Just go sit on the potty. You’ll feel better. Really.

Last week, on one of the daytime talk shows, four mothers of those toddlers in tiaras were talking about all the valuable skills their tiny, bedazzled daughters were acquiring by competing in “glitz”  beauty pageants.   They explained how “go-go juice” (a concoction of Mountain Dew plus sugar?) kept their daughters from falling asleep while they were having their fake eyelashes glued on and how Pixie Stix were used as bribery.  They espoused the virtues of a product called  “Butt Paste”  to keep  bikini bottoms from riding up on their toddlers’ small butt cheeks during  swimwear competitions.  One mom defended her daughter’s participation in pageants by comparing it to ballet.  Um…really? Not so much.

I’m not judging.  Okay, maybe I am.  It’s kind of hard not to when the words “toddler” and “swimwear competition” are uttered in the same sentence.

Ever since the first Cave Woman cleaned up her Cave Kitchen, waddled out behind a boulder, gave a hearty yell and pushed the very first Cave Baby out, women have tried to do all the right things where their kids are concerned.  And every mother who has ever raised a child to adulthood is left with the same nagging question once her children are grown and gone:

Was I a good enough mother?

Only our kids can answer that question.  And often, even they don’t know the answer until they are parents themselves because childhood is a fun house mirror that distorts the memories we have of the woman who knew us first and loved us best.

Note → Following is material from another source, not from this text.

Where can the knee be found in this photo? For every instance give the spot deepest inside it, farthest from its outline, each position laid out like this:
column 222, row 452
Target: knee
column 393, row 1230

I talked to a young, first time mom last week.  She is bright and capable and when I asked if she had any pictures of her seven month old (dumb question, right?) she whipped out her cell phone with lightening speed and scrolled through about twenty pictures of him.   I did the whole “oohh….ah….GREAT BABY!!” thing as she beamed with pride.  We talked about her having recently returned to work full-time.  She was ambivalent about this decision even though she likes her job, has good child care, and a partner who has the flexibility in his own career to be home part-time with their precious boy.  As we visited, I was reminded of my own guilt years ago for wanting,  no…needing, a chunk of life separate from my babies.  I left our encounter feeling sad that she felt the need to defend her choice to another mother.

And now I am also wishing I’d told her this.  It really doesn’t matter.

Really.  It doesn’t.  Her child will make it, and so will she. I wish I’d told her that it was going to be hard work either way.

I wish I’d told her this…

Work to teach him that the world was not created to meet every one of his needs, wants, or desires and neither were you. Make him wait. Let him get frustrated occasionally. This is good practice for life.  Teach him to be independent.  Work not to fixate on every sniffle and sneeze or bowel movement or whether or not he’s getting enough breast milk or broccoli. Don’t write his term papers or do his science projects and don’t lie for him if his homework isn’t done on time. Let him get dirty but make him clean the bathroom he messed up.   It will be a lot of work, and you won’t get a paycheck or a pat on the back.  But trust me… these things matter.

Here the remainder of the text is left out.